June 18, 2019

New Study Finds Canadian Cookbooks Don’t Provide Food Safety Info

A new study, published in Food Control for June 2019, finds that meat and seafood recipes in some popular Canadian cookbooks do not provide adequate food safety information. The authors included 19 cookbooks that focused on meat and seafood.  The study was conducted at the Canadian Research Institute for Food Safety in the Department of Food Science at the University of Guelph in Ontario. The evaluated cookbooks were published from 2015 to 2017.

Cookbooks Food Safety

In 2017, another study published in the British Food Journal found the same thing; no food safety information or incorrect info.

Overall, the study found that “cookbooks are not a good source of reliable food safety information or safe food handling practices, and they do not encourage the reader to practice safe food handling during preparation.

More specifically, the study authors found that thermometer use is not encouraged, and the cookbook authors instead told the readers to use time, color and texture to indicate doneness. Those indicators are not a reliable test of doneness. Pink turkey can be safe, for instance, while turkey that is white could be underdone and dangerous to eat.

The recipes lacked safe preparation, serving, and storage instructions, according to the study. And a full 96% of recipes provided incorrect safe temperatures, or no minimal safe temperature for doneness.

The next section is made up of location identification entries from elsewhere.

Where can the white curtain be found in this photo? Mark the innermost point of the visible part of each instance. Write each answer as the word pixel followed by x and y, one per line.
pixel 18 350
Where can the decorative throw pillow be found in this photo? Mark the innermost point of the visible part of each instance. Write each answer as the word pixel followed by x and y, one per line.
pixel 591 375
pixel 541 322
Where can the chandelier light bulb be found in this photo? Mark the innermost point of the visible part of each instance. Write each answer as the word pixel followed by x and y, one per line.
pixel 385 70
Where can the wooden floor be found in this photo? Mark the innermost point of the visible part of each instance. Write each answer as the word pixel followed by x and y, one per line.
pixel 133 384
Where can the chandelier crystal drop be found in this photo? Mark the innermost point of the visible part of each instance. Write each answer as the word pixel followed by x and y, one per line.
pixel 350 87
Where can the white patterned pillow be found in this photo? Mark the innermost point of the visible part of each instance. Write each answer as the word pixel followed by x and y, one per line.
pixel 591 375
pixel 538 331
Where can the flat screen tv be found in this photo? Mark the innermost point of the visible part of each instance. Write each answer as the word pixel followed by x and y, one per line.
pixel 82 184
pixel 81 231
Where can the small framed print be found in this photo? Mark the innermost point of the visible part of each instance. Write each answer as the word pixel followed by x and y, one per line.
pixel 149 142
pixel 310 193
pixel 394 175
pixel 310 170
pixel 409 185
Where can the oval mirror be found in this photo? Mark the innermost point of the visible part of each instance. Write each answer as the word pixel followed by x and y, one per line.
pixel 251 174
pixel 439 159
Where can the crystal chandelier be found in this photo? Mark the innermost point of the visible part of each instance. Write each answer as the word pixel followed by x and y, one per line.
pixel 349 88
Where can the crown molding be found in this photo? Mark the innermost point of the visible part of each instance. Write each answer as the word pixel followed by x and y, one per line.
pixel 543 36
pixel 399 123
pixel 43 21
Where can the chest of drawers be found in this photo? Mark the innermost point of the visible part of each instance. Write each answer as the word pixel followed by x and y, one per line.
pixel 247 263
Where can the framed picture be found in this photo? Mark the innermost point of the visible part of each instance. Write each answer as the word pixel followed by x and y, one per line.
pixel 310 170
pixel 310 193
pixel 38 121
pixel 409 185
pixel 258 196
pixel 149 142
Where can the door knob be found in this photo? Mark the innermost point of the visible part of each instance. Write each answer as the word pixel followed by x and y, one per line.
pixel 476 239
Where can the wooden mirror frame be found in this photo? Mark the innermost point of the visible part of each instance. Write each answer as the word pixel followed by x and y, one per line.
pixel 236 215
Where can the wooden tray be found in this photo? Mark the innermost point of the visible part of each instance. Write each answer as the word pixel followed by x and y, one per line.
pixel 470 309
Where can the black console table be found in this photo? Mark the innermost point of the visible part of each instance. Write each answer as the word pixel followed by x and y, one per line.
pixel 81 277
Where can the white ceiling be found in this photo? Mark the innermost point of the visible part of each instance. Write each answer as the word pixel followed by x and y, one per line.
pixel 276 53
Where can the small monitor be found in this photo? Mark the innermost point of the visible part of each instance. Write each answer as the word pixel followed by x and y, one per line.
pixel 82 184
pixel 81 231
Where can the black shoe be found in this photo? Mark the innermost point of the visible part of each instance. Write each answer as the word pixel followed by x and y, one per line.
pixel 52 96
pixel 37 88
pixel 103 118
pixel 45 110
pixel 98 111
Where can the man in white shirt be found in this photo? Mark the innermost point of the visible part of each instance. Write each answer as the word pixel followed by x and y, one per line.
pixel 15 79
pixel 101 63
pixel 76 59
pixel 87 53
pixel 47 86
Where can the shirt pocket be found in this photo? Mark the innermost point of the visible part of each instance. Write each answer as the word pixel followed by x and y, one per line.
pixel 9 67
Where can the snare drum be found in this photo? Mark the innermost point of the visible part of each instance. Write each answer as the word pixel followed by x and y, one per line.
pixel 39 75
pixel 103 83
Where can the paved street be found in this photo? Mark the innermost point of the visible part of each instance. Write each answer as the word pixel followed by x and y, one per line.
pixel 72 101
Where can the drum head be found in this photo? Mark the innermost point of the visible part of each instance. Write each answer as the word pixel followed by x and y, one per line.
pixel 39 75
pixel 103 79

This lack of critical information is especially dangerous now, when there is a JBS Tolleson ground beef Salmonella outbreak that has sickened at least 333 people in the U.S. In addition, there is an ongoing Salmonella Reading outbreak in the U.S. that is linked to raw turkey. That outbreak has sickened at least 218 people and hospitalized 84. Proper cooking of meats and seafood to a safe final internal temperature is critical to avoid what could be a devastating illness.

The study authors stated that Canadian cookbooks cannot be relied upon as a reliable source for food safety information. Canadian chefs and cookbook authors should be educated on safe food handling practices so they can promote good behavior in the kitchen.